Tuesday, September 29, 2009

All Those Things Done and Never Done


I was thinking today that Leif did more in his 33 years than many people ever get to experience in a full lifetime. He lived in four countries, a US Commonwealth (Puerto Rico) and six states. He traveled in many more countries and states, served his country in the army, played musical instruments, starred in a musical, flew in airplanes, built his own computer, owned cars, a truck and motorcycles, was in love probably four times, was married and divorced. He worked at at least nine different jobs. He visited castles and cathedrals, watched performances ranging from Japanese Yabusame (archery) to hula dancing. He swam at beaches from Thailand and Japan to Jamaica and Italy. He went on two Caribbean cruises and attended three family reunions. He was an uncle. He had a college degree. He was a member of the SCA and fought in medieval armor. He was a SCUBA diver, had a black belt in judo.

There are so many more things, so many details of his life I could enumerate, so much he experienced. But in the end, did he feel his world was shrinking?

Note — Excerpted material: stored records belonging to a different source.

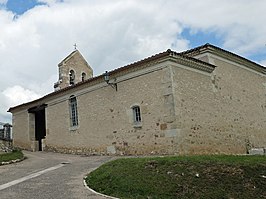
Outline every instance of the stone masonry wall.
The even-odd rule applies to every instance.
[[[69,93],[66,99],[74,94],[78,101],[79,127],[75,130],[70,129],[68,101],[48,105],[46,149],[87,154],[176,153],[169,68],[140,73],[118,80],[117,92],[103,84],[82,95]],[[134,105],[141,109],[141,127],[133,124]]]
[[[211,76],[174,67],[180,154],[243,154],[265,147],[265,77],[213,61],[218,67]]]
[[[29,138],[29,113],[27,110],[13,114],[13,145],[22,149],[31,150]]]

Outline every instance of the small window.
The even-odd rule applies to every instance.
[[[141,123],[141,115],[140,115],[140,107],[139,106],[134,106],[132,108],[133,110],[133,120],[134,124],[139,124]]]
[[[82,73],[81,74],[81,81],[85,81],[86,80],[86,73]]]
[[[77,98],[75,96],[71,96],[69,99],[69,109],[70,109],[71,127],[78,126],[78,107],[77,107]]]
[[[73,70],[69,71],[69,84],[70,85],[75,84],[75,72]]]

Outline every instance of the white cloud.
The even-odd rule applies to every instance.
[[[19,105],[20,103],[26,103],[38,99],[41,95],[35,93],[35,91],[25,89],[19,85],[6,88],[0,93],[1,106],[0,106],[0,121],[11,122],[9,115],[6,114],[9,107]]]
[[[189,48],[190,42],[181,35],[184,28],[211,31],[223,39],[222,47],[241,55],[265,48],[264,0],[39,2],[49,6],[36,6],[16,19],[0,8],[0,93],[5,91],[5,99],[6,90],[16,85],[27,95],[53,91],[57,64],[74,43],[96,75],[168,48]],[[8,100],[22,103],[14,96]],[[5,104],[2,110],[10,106],[1,97],[0,104]]]
[[[7,3],[7,0],[0,0],[0,4],[6,4]]]

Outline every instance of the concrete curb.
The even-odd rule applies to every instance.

So much of what he had experienced was either as a child with us, or and adult with us, or as an adult in the army. Then he circumscribed his life with debt and could no longer continue that kind of life.

But worse, so much of what he really wanted was out of reach. He never experienced years of a happy home life in a stable and loving marriage. He never had children. He never had a job or career that gave him satisfaction or a feeling of real achievement. The things that really matter to a man, he did not have.

We were able to give him a lot, but those things were out of our reach to give him, too. It's so sad to me that he never was able to find them, and sad that I will never hold a child of his in my arms.

Most of the photos I have of Leif are either happy, silly, contemplative, or sometimes, just absorbed in what he was doing or thoughtful. This photo is different. I wonder what he was thinking. There's a kind of sad and melancholy look about it, but maybe that's just my way of seeing it now, after his death. It was taken when we went to the "Big Island" of Hawaii for Christmas in 1985. He was almost eleven years old.

That was my idea because I was tired of hot weather for Christmas and wanted to feel a chill in the air. I wanted to see my breath. It was chilly enough for that at Kilauea Military Camp on the rim of the volcano. We had to wear jackets and we even had a fire in the fireplace in our lava rock cabin.

Peter Anthony's birthday is Christmas Day and he was turning 17. It didn't occur to us that no place would be open to get a good Christmas dinner in Hilo, which was closer than the tourist area at Kona. We drove around and around and finally found that although even Pizza Hut was closed, the International House of Pancakes was open, so we ended up there for our Christmas and Peter Anthony's birthday dinner. Not what we expected, but it makes a good story. Leif found that quite amusing, yet another of the many experiences in his life. Did he think they were over?